Mix together the yeast, water, salt, and oil. Then add the cornmeal and whole-wheat flour. Mix the above while slowly adding the white flour until the dough is moist, but not sticky. Once the dough is mixed, pour a little oil in the bowl, cover with a lid or plastic wrap, and let it rise for 45 minutes. While 30 minutes will do, the extra time will make the dough more compliant.
Once risen, punch the dough down, form into a ball, and divide in half. Knead the dough the way you would massage your significant other’s shoulders after a long day out on the water. When the dough feels like the consistency of Play-Doh, let it rest for a few minutes and then spread it out in two oiled pans. If using parchment paper, oil it.
Now, coat the dough with oil and add chopped, stewed tomatoes or pizza sauce. Cover with shredded mozzarella cheese and then sprinkle the pizza with oregano, salt, pepper, and Parmesan cheese.

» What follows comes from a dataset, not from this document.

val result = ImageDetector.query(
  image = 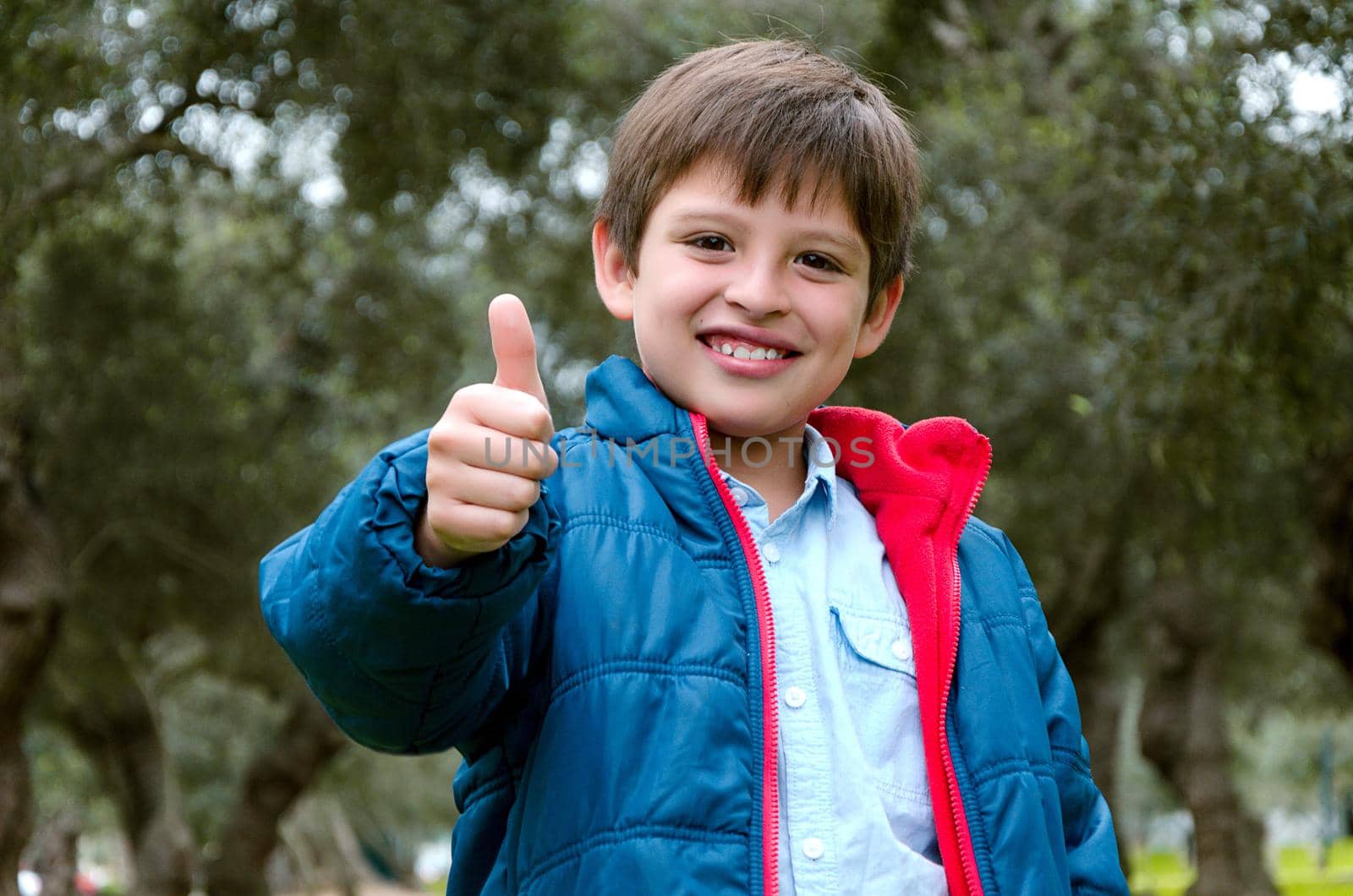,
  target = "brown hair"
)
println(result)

Feel free to add vegetables, but sauté them first. I am fond of using the fried peppers in oil that you can find on most grocery store shelves. Of course, you can add meat. I am a vegetarian (a trait I developed in college), so as with the grill and Dutch oven, you are also on your own with the toppings.
Preheat the oven to 350° and cook for approximately 20 minutes. Every oven is different, so there is no way to be exact about the time. I used to watch my grandfather incessantly tap the bottom of the focaccia he loved to bake to test for doneness.
Choose a cooler oven temperature if you are not sure of the accuracy of your oven. An overly hot oven will burn the toppings without cooking the dough. In a cooler oven, the pizza will just take a little longer to finish.
While you’re waiting for the crust to brown, open a bottle of a nice young red wine like a Dolcetto d’ Alba, and appreciate how lucky you are to be on the water.